Weitere wichtige Energienachrichten dieser Woche aus Bonn, Berlin und Brüssel:

EU: Update Clean Energy Package

Unter bulgarischer Ratspräsidentschaft konnten einige Vorhaben des Clean Energy Package im Juni 2018 zum Abschluss gebracht werden. Dazu gehören die Erneuerbaren-Energien-Richtlinie, die Effizienz-Richtlinie, die Gebäudeeffizienz-Richtlinie und die Governance-Verordnung (der bne berichtete). Am 11. und 12. Juli hat nun die erste technische Trilogverhandlung zu Strommarkt-Richtlinie und -Verordnung unter der Ratspräsidentschaft von Österreich stattgefunden. Diese Rechtsakte sind für den bne von besonderem Interesse, da mit ihnen viele wichtige Regelungen für die künftige Ausgestaltung des Marktdesigns festgelegt werden. Dies betrifft u.a. die Rahmenbedingungen für Aggregatoren und Lastmanagement, die Rolle von Verteilnetzbetreibern, den Zugang zu Flexibilitäten und die dazugehörige Ausgestaltung von Marktmechanismen. Vor den Verhandlungen zeichnete sich bereits ab, dass es insbesondere zu den Regelungen, die Gebotszonen und Kapazitätsmechanismen betreffen, sehr unterschiedliche Ausgangspositionen bei den verhandelnden Institutionen gibt. Weitere strittige Themen sind Einspeisevorrang und Abschaltreihenfolge bei Netzengpässen / Redispatch sowie regulierte Endkundenpreise, insbesondere im Zusammenhang mit der Diskussion um Energiearmut und schutzbedürftige Kunden. Unten  finden Sie eine detaillierte Übersicht zu den einzelnen Positionen von Europäischem Rat und Parlament zu den verschiedenen Themen zu Beginn der Verhandlungen und eine Einschätzung aus bne-Sicht.

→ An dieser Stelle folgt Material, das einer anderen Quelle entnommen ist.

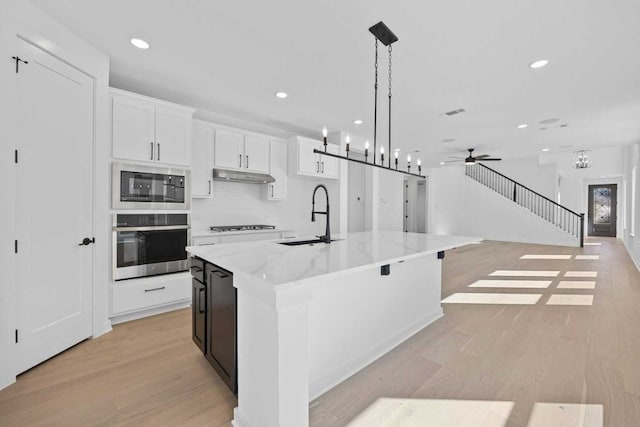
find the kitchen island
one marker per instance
(310, 316)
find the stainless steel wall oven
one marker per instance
(150, 187)
(150, 244)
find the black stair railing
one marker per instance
(562, 217)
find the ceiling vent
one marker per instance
(454, 112)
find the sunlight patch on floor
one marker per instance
(565, 299)
(388, 412)
(574, 284)
(534, 284)
(566, 414)
(581, 274)
(484, 298)
(587, 256)
(545, 257)
(526, 273)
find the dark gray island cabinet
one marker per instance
(214, 318)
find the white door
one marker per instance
(173, 136)
(228, 150)
(133, 129)
(308, 161)
(256, 154)
(53, 206)
(202, 161)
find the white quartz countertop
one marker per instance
(209, 233)
(277, 264)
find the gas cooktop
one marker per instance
(221, 228)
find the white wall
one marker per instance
(632, 241)
(21, 18)
(462, 206)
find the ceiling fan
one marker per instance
(471, 159)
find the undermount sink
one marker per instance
(304, 242)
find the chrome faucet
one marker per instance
(327, 237)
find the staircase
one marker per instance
(563, 218)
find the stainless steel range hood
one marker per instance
(242, 176)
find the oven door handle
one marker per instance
(152, 228)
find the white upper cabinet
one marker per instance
(256, 154)
(229, 150)
(278, 169)
(150, 130)
(202, 160)
(133, 128)
(314, 164)
(237, 151)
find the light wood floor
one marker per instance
(148, 372)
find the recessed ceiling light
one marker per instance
(539, 64)
(140, 44)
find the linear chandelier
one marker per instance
(383, 34)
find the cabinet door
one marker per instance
(308, 161)
(198, 314)
(201, 160)
(329, 166)
(133, 129)
(278, 169)
(173, 136)
(256, 154)
(228, 150)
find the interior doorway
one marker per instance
(602, 209)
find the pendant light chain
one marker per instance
(390, 105)
(375, 107)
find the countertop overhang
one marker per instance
(275, 264)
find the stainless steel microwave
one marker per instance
(150, 187)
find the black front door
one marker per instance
(602, 210)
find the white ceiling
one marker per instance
(228, 58)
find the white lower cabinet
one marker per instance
(278, 169)
(135, 295)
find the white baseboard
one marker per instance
(341, 373)
(127, 317)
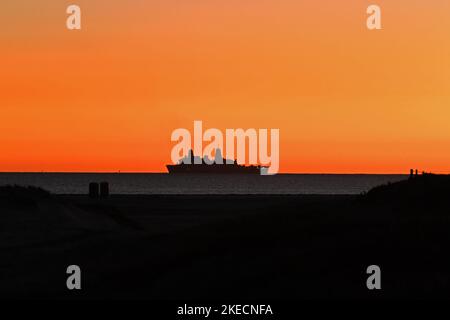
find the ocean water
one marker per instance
(160, 183)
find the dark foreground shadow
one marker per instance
(229, 247)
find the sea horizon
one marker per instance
(186, 183)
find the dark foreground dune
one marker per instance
(236, 247)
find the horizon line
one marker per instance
(165, 172)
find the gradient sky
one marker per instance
(107, 98)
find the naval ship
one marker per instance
(220, 165)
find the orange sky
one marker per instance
(107, 98)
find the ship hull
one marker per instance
(204, 168)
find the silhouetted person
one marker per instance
(104, 190)
(93, 190)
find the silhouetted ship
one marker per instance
(219, 165)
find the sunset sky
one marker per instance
(107, 97)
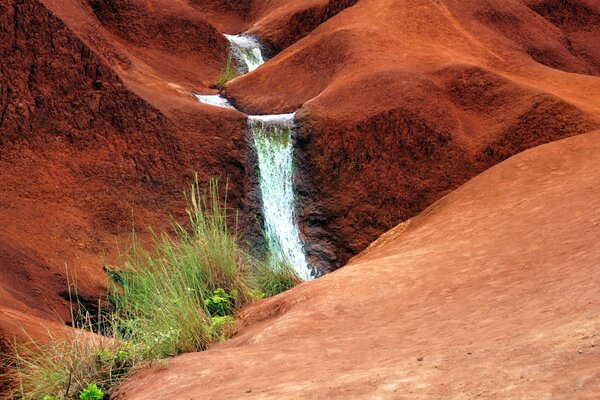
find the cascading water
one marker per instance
(273, 142)
(246, 51)
(214, 100)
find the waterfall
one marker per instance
(246, 51)
(273, 142)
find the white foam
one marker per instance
(272, 139)
(246, 50)
(214, 100)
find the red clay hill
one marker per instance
(99, 131)
(398, 103)
(492, 293)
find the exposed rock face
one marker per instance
(492, 292)
(87, 154)
(397, 105)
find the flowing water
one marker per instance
(214, 100)
(246, 51)
(273, 142)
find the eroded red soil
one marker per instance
(490, 293)
(399, 103)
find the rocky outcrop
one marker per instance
(399, 105)
(492, 292)
(90, 150)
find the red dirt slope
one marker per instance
(490, 293)
(401, 101)
(96, 123)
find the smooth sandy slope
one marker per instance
(490, 293)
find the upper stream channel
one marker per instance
(272, 138)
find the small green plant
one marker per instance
(275, 277)
(179, 296)
(91, 392)
(228, 72)
(63, 367)
(222, 328)
(220, 303)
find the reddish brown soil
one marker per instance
(400, 102)
(490, 293)
(99, 134)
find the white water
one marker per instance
(272, 139)
(246, 51)
(214, 100)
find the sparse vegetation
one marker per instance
(64, 367)
(228, 72)
(178, 296)
(274, 278)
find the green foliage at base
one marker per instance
(228, 72)
(274, 278)
(178, 296)
(91, 392)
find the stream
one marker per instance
(272, 138)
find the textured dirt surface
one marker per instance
(490, 293)
(400, 102)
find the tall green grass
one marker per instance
(228, 72)
(178, 295)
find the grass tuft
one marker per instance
(228, 72)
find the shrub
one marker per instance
(275, 277)
(164, 299)
(91, 392)
(228, 72)
(220, 303)
(179, 296)
(63, 367)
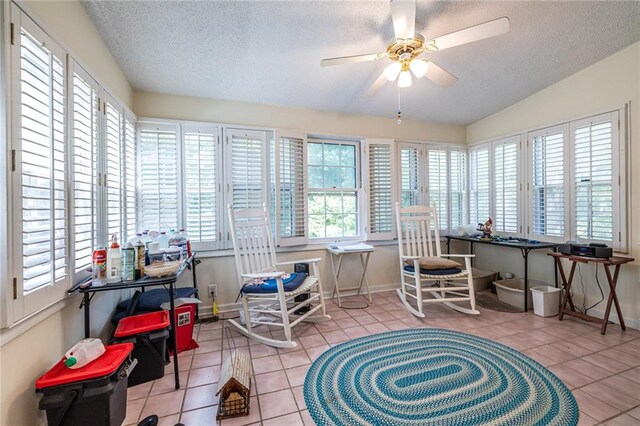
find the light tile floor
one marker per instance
(603, 372)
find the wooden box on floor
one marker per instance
(234, 387)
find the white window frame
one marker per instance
(564, 129)
(360, 199)
(216, 130)
(281, 241)
(515, 139)
(367, 177)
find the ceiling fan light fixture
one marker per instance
(419, 67)
(404, 80)
(392, 70)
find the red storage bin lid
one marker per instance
(138, 324)
(105, 365)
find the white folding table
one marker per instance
(339, 252)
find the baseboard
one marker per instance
(205, 311)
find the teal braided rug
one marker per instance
(430, 376)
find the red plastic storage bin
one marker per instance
(95, 394)
(149, 334)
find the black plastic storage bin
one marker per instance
(95, 394)
(149, 334)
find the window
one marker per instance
(458, 187)
(479, 184)
(411, 186)
(84, 168)
(247, 176)
(288, 181)
(202, 185)
(380, 188)
(438, 185)
(506, 185)
(593, 184)
(41, 218)
(333, 189)
(547, 182)
(158, 176)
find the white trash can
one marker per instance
(546, 301)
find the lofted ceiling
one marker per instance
(269, 52)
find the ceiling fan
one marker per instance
(406, 51)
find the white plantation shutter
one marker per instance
(201, 185)
(593, 178)
(290, 188)
(114, 168)
(506, 185)
(479, 184)
(248, 170)
(438, 187)
(40, 194)
(547, 183)
(84, 116)
(410, 175)
(380, 157)
(458, 187)
(158, 197)
(130, 178)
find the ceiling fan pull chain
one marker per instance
(399, 121)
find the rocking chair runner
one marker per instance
(261, 281)
(419, 238)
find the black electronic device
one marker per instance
(588, 250)
(302, 268)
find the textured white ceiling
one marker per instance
(269, 52)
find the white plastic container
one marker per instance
(83, 352)
(546, 301)
(512, 291)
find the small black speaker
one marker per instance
(302, 268)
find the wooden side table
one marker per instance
(611, 279)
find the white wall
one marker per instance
(383, 270)
(607, 84)
(32, 353)
(249, 114)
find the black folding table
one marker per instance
(88, 291)
(525, 247)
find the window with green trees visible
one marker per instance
(333, 189)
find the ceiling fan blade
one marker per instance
(403, 15)
(352, 59)
(471, 34)
(440, 76)
(376, 86)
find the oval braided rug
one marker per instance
(430, 376)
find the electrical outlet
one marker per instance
(212, 290)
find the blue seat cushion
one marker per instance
(151, 300)
(451, 271)
(290, 283)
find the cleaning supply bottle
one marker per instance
(114, 261)
(83, 352)
(128, 263)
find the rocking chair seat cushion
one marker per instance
(432, 262)
(450, 271)
(290, 283)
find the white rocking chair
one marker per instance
(418, 237)
(262, 281)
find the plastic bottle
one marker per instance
(128, 263)
(163, 240)
(140, 259)
(99, 267)
(186, 237)
(83, 352)
(114, 261)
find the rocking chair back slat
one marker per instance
(252, 242)
(419, 225)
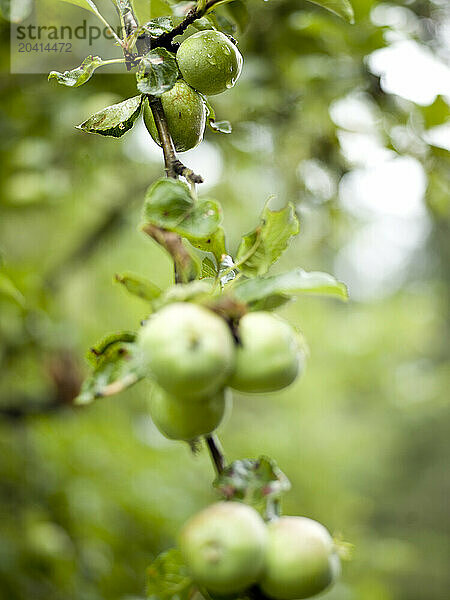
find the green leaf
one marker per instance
(80, 75)
(139, 286)
(255, 482)
(86, 4)
(169, 205)
(157, 72)
(114, 120)
(217, 126)
(117, 367)
(341, 8)
(194, 291)
(260, 248)
(220, 126)
(214, 243)
(208, 268)
(158, 26)
(96, 353)
(168, 577)
(167, 202)
(9, 291)
(278, 288)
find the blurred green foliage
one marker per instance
(88, 497)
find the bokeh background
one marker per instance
(351, 124)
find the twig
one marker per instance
(166, 39)
(216, 452)
(173, 166)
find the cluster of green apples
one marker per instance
(209, 63)
(228, 549)
(193, 358)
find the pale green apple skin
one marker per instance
(268, 357)
(224, 547)
(185, 113)
(209, 62)
(178, 419)
(188, 350)
(301, 560)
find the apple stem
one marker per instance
(174, 167)
(216, 453)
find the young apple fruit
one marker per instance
(268, 357)
(209, 62)
(301, 560)
(224, 547)
(188, 350)
(179, 419)
(185, 114)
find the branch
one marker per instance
(216, 452)
(174, 167)
(166, 39)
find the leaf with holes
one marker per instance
(117, 366)
(169, 205)
(114, 120)
(260, 248)
(80, 75)
(139, 286)
(157, 72)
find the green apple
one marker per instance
(301, 559)
(188, 350)
(209, 62)
(224, 547)
(268, 357)
(185, 114)
(179, 419)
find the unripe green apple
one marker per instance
(179, 419)
(209, 62)
(224, 547)
(185, 114)
(187, 349)
(268, 357)
(301, 560)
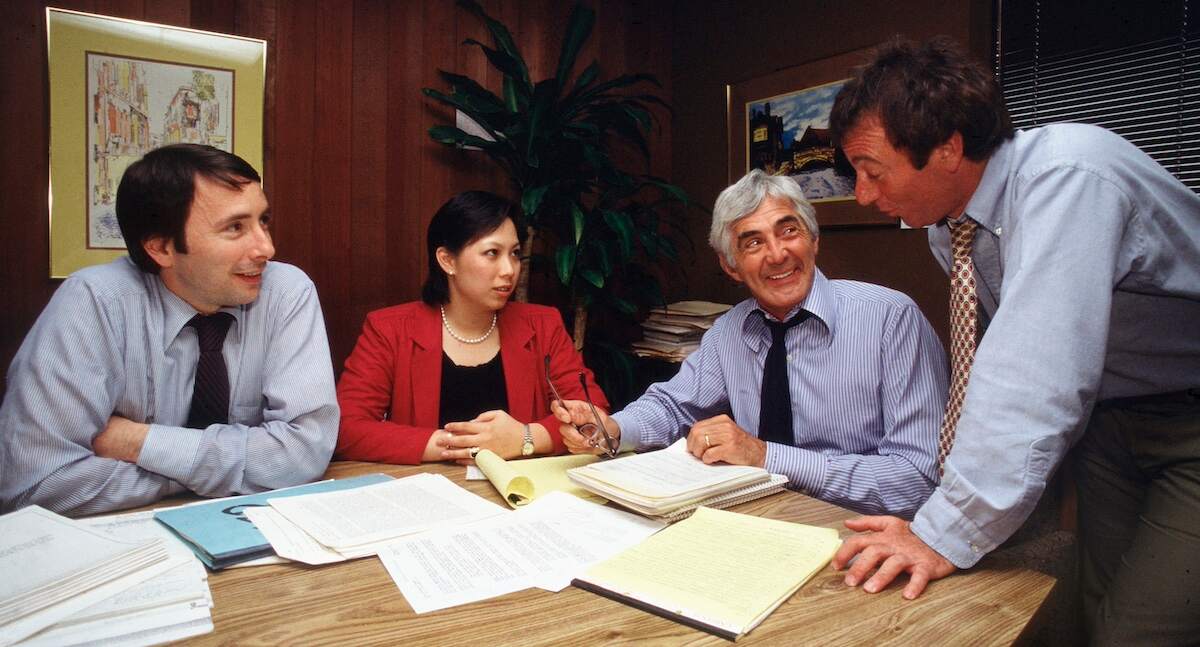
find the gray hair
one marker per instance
(742, 198)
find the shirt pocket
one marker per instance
(247, 414)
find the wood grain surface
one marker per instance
(357, 603)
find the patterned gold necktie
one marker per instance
(963, 330)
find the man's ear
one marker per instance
(161, 250)
(729, 269)
(948, 155)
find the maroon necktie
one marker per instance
(963, 330)
(210, 393)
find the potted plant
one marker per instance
(559, 141)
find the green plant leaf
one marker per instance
(531, 199)
(564, 262)
(577, 219)
(621, 222)
(579, 28)
(592, 276)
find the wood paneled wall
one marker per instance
(349, 171)
(718, 42)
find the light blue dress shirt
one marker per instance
(114, 340)
(1087, 264)
(868, 379)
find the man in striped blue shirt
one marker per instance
(865, 373)
(102, 411)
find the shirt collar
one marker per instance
(821, 301)
(984, 205)
(177, 312)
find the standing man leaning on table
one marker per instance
(839, 385)
(1086, 273)
(102, 411)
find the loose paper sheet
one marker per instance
(348, 519)
(544, 544)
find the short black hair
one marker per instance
(923, 95)
(156, 193)
(461, 221)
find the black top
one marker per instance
(469, 390)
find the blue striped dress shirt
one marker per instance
(114, 340)
(868, 378)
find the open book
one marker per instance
(660, 483)
(719, 571)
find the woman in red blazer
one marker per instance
(463, 369)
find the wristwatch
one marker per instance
(527, 448)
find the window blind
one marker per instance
(1132, 67)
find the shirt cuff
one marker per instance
(556, 437)
(804, 469)
(946, 529)
(171, 451)
(630, 430)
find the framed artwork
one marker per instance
(123, 88)
(780, 124)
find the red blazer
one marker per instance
(390, 390)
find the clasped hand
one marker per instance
(495, 430)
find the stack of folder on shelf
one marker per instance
(55, 568)
(669, 484)
(672, 333)
(217, 529)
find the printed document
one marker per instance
(544, 544)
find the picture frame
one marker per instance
(779, 123)
(121, 88)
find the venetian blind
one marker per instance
(1132, 67)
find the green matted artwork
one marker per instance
(121, 88)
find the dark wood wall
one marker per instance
(718, 42)
(349, 171)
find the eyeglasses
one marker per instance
(594, 433)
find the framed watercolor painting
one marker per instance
(123, 88)
(780, 124)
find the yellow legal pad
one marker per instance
(522, 480)
(719, 571)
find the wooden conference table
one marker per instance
(357, 603)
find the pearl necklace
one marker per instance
(480, 339)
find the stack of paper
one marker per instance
(54, 567)
(351, 523)
(665, 481)
(719, 571)
(171, 606)
(673, 333)
(219, 533)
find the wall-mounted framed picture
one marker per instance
(121, 88)
(780, 123)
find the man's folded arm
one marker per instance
(299, 408)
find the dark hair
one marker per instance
(923, 95)
(156, 193)
(461, 221)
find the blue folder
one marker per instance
(221, 535)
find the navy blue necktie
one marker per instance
(775, 412)
(210, 391)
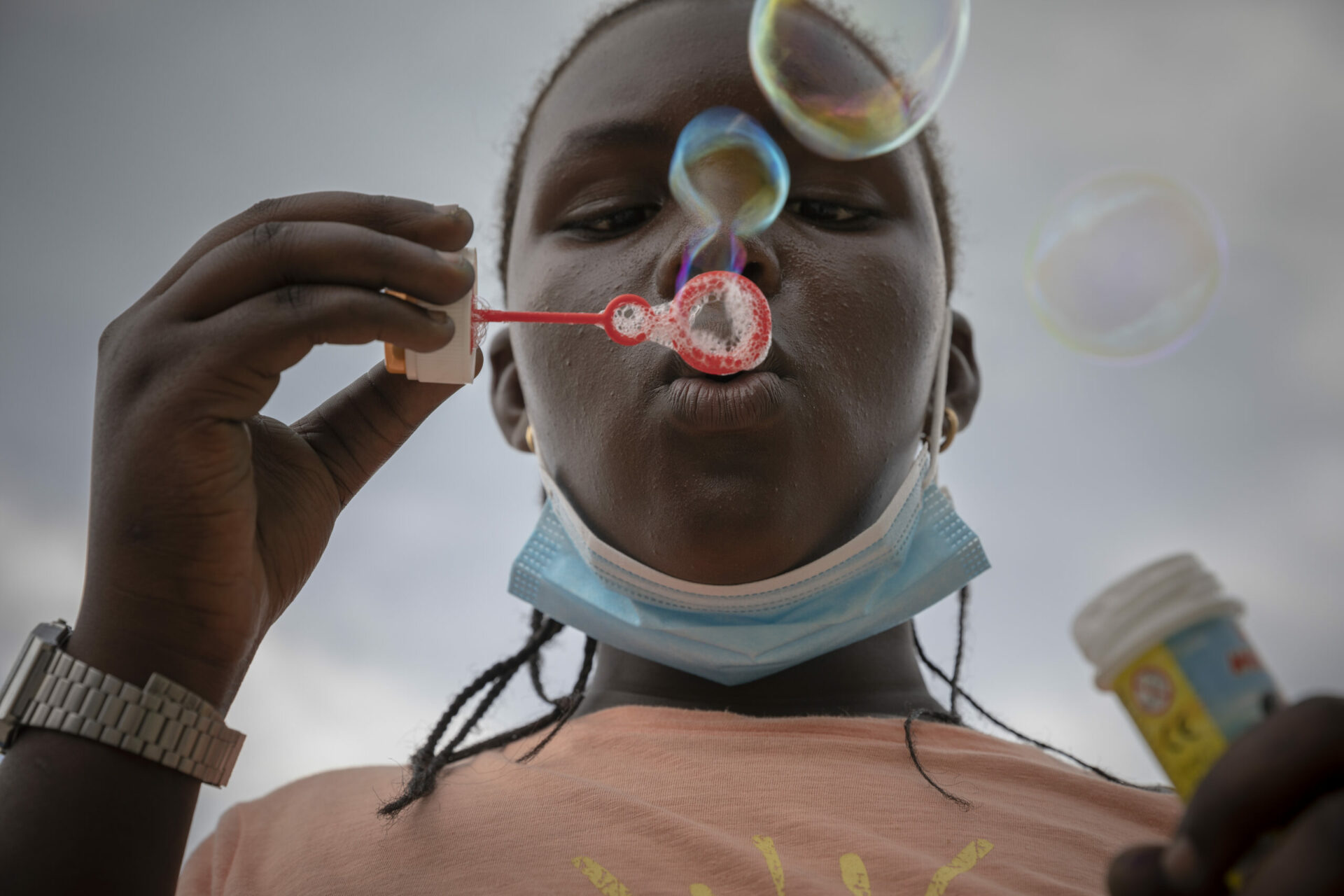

Den weiteren Verlauf des Verfahrens wird der bne aktiv und insbesondere über seine europäischen Verbandsmitgliedschaften bei Smart Energy Europe (SmartEn) und European Energy Retailers (EER) begleiten. Weitere Trilogverhandlungen wurden für den 11. September, den 18. Oktober, den 13. November sowie den 5. und 6. Dezember angesetzt. Die österreichische Ratspräsidentschaft strebt einen Abschluss der Verhandlungen vor Jahresende an.

Zum Download:

Die Positionen von EU-Rat und -Parlament zu Strommarkt-Richtlinie

Die Positionen von EU-Rat und -Parlament zu Strommarkt-Verordnung

BNETZA I: Konsultation Modalitäten für Regelreserveanbieter

Die Bundesnetzagentur (BNetzA) hat am 9. Juli eine Konsultation zu den Modalitäten für Regelreserveanbieter gestartet. Der Vorschlag wurde von den Übertragungsnetzbetreibern vorgelegt und enthält die Einführung einer technischen Preisobergrenze für Regelarbeit, die Einführung eines Regelarbeitsmarkts und die Etablierung eines neuen Abrechnungsmodells für Sekundärregelung und Minutenreserve. Außerdem enthalten sind Regelungen zu Bestimmungen und Bedingungen zur Aggregation von Verbrauchsanlagen, Energiespeicheranlagen und Gesamteinrichtungen zur Stromerzeugung in einem Fahrplangebiet als Regelreserveanbieter, welche in den Präqualifikationsbedingungen abgebildet sind. Die Datenlieferpflicht mit Bezug zum Präqualifikationsverfahren wird konkretisiert; die Pönalisierungen bei Verstoß gegen die Modalitäten werden angepasst.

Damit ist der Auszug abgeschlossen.